The nurse checked me. I had arrived: 9 cm. I remember feeling ecstatic about this, even through all the pain. I could see the light at the end of the tunnel. I felt like pushing, though I was told I still had a bit of a “lip” and that I shouldn’t push. The urge was pretty powerful, though, so I did a tiny bit of pushing.
I made a wonderful discovery. Pushing, though scary at first, feels good. Well, good in the way vomiting feels good when you’ve got food poisoning.
I did some more scary vomit-pushes. I tried it in different positions: squat, all-fours, side. Nothing happened; no further progress was made and I was wearing myself out. Finally my OB asked me to get in the classic lithotomy position because as she explained it, it opens up the pelvis more. I had zero energy to discuss this with her, the contradictory information from all the childbirth books I’d read over the years notwithstanding. However, she’d attended over a thousand deliveries in her OB/GYN career, so I figured she had some experience in the matter. Plus, she told me once about how she labored naturally and delivered two babies of her own. Upon remembering that, I took her advice with complete confidence.
Lithotomy position it was. Let me pause for a moment to describe what being in the lithotomy position feels like when you’re nine months pregnant and have been laboring for about 24 hours on no sleep. Strap a fifty-pound boulder to your midsection. Make sure it’s strapped very tightly so that all your organs are uncomfortably compressed. Do the treadmill/cattle prod thing for 24 hours straight. No breaks allowed, not even when you’re having an ungodly internal check or while a tiny vein in your hand is being poked for an IV. After 24 hours of strict treadmill-cattle-prodding torture, invasive internal checking, and needle-poking, you then need to lie down flat on your back with the boulder still tightly strapped to your belly, lift your knees, and wait for more electric shocks so that you may vomit-push your boulder out your vagina.
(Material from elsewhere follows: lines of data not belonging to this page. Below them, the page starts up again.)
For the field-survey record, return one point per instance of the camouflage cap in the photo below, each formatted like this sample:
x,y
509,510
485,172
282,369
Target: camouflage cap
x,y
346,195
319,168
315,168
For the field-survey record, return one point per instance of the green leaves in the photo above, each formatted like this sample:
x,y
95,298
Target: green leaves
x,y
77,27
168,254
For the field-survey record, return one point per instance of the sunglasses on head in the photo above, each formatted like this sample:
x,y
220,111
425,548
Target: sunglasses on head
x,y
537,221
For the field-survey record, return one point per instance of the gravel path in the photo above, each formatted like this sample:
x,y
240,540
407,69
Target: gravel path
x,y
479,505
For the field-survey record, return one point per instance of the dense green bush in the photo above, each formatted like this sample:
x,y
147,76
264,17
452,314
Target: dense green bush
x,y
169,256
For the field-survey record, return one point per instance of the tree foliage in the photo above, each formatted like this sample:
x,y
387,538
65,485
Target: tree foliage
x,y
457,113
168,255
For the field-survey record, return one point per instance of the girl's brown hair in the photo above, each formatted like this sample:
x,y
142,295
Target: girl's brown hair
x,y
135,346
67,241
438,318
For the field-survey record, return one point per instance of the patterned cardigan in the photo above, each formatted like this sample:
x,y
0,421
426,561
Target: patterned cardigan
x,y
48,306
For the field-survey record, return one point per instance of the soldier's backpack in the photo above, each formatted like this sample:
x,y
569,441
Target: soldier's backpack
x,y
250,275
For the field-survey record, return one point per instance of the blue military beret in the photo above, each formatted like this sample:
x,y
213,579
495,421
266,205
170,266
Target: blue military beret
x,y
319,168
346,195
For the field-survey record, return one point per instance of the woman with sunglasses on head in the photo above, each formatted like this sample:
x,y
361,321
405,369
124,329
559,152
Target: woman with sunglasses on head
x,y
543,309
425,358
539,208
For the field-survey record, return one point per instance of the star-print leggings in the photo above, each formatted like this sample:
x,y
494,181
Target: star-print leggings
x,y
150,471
Also, you’re naked and there are at least five people in the room focused entirely on your bloody, possibly poopy crotchal region.
My husband held my right leg and my dear friend Ann held my left. I waited for the next electrocution, I mean, contraction, and I pushed. It felt great and scary, like a good vomit should. Like all cathartic vomits, though, they happen in clusters. So one good push wasn’t enough. I needed to experience a few more to be done with this. I was ready. But my body wasn’t. My contractions put up a little “Be back soon!” sign on my uterus while I lay there, fuming and pushing impotently. I decided to stop pushing and reserve my energy until the next contraction. That’s what they’re there for, after all.
I remember the OB and the labor nurse (who were both awesome, especially the nurse) said, “Oh wow, she’s a good pusher!” and I clung to that like a shipwreck survivor to soggy driftwood. I also remember Ann and my husband, well, actually, everybody, saying, “Oh, I see the head! I see the head!” That alone gave me more strength than the pitocin. Thank goodness they didn’t say instead, “She’s pooping! She’s pooping!” Because I would have grabbed my feces and flung it at the lot of them.
The next contraction came, and I rode that wave for all it was worth. One more solid push and she was out! Whew! What a relief! Good thing, too, ‘cause I’m not sure I could have done that for much longer.
From the moment the Cytotec had been inserted into my cervix to the moment I pushed my daughter out of the birth canal, 24 hours had elapsed.